We did resent the fact that we rarely joined other schools for social events and though QEH was our ‘brother school’ we never got together as we would have liked.
Looking back, that period now appears particularly regulated and old fashioned. However, I think we gained more than we were denied. High standards prevailed not only academically but in most other others. We were taught the correct way to behave. We learned social graces and so acquired knowledge, independence, friendship and confidence.
Although boarding life could never exist in this format today, our time needs to be seen in the context of fifties Britain. There was, then, greater formality in everyday life; where the church played a more significant role, where following the Second World War, there was a climate of austerity and the necessity for make-do and mend.
Perhaps our situation was therefore not quite as harsh or bizarre as it seems today.
La Crème de la Crème – remembering the school in the 50s
In order to win a place at Bristol’s most prestigious girls’ school entrants to Red Maids’ had to fulfil the following conditions: to have been born in Bristol or have lived in the city for a certain length of time; to be Anglican (with a few exceptions) and, for a boarding place, to have been an orphan or semi-orphan, was an advantage.

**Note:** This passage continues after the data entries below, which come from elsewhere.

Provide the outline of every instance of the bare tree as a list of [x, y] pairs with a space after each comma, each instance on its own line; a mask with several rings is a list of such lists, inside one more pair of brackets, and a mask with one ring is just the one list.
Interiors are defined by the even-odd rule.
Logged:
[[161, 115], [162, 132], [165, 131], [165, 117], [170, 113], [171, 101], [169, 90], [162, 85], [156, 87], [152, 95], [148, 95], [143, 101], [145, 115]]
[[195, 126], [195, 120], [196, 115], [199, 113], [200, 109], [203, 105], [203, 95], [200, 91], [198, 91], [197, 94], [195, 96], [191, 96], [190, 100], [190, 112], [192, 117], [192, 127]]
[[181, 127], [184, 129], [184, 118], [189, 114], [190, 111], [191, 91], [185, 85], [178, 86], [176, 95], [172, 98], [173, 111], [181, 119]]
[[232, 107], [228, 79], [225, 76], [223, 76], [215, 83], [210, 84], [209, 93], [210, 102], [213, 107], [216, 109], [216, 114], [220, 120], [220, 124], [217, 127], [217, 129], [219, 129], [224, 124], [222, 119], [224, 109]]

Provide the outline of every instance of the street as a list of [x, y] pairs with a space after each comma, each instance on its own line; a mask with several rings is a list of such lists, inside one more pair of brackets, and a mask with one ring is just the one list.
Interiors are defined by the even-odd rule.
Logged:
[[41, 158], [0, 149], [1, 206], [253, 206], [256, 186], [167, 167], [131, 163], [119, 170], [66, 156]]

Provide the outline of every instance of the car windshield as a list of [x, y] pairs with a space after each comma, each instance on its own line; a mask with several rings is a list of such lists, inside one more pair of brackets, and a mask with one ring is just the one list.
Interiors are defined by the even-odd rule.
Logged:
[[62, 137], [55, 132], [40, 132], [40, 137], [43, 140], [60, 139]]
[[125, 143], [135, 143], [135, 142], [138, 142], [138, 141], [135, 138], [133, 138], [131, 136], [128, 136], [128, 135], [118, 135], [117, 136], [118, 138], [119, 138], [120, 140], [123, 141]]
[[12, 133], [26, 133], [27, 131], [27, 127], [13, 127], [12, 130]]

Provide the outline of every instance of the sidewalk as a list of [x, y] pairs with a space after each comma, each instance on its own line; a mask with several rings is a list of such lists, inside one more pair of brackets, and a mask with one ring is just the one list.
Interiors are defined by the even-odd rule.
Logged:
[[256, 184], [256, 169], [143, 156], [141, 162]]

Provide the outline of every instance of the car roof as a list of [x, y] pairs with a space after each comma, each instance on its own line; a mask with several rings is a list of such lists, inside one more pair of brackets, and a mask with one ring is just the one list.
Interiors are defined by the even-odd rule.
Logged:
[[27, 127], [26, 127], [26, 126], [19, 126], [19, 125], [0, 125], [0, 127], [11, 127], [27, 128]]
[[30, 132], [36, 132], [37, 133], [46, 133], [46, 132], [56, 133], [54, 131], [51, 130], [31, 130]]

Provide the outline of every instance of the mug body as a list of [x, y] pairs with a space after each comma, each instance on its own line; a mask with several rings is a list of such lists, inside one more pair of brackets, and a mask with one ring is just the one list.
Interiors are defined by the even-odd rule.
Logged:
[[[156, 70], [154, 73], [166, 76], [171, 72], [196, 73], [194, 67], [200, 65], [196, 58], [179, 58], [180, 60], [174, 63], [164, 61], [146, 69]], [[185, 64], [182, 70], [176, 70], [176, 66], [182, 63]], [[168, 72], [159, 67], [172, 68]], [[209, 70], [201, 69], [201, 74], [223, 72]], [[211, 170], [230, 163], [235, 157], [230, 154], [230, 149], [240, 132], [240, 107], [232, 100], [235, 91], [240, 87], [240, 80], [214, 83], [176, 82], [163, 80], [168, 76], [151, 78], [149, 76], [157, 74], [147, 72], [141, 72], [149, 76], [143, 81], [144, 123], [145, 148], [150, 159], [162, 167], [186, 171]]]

I qualified on all counts (my father had been tragically killed in the Second World War).
We had, of course, to pass the school’s own entrance exam and interview, although some day places were awarded through the eleven plus. In 1953, because of the school’s reputation, hundreds of girls applied for just eleven boarding and nineteen day places.
Having been accepted, the successful boarders puzzled over a long and detailed clothing list (our top uniforms were supplied) including a pattern with instructions for the making of three Victorian style white pinafores and a packet of small gold safety pins. The former, which the day girls also wore, was an attractive garment designed to keep our uniforms clean at mealtimes. The latter for boarders to attach the lace-edged white collars to our red wool, after-school dresses.
Miss Hedley, disapproved of shirts and ties as being too masculine, so we wore square-necked white blouses under our red gymslips, white socks and black shoes with Oxford lace-ups for outdoor wear. It was a rule that head gear must be worn for any venture outside school. Black berets were the everyday wear for all of us, the boarders donning black velours on Sundays in winter, for church; cream straw in the summer. The traditional bonnets, which were very frail, only made an appearance on Founder’s Day for the boarders, together with red cloaks. Prefects wore fichues and aprons for that occasion too. High standards in appearance and behaviour were always expected. We regularly polished our shoes for inspection, knelt before matron who checked the length of our dresses (some girls would let them up or down according to fashion) and we brushed our hair daily. We stood at the ends of our beds with prefects making sure we did the required one hundred stokes.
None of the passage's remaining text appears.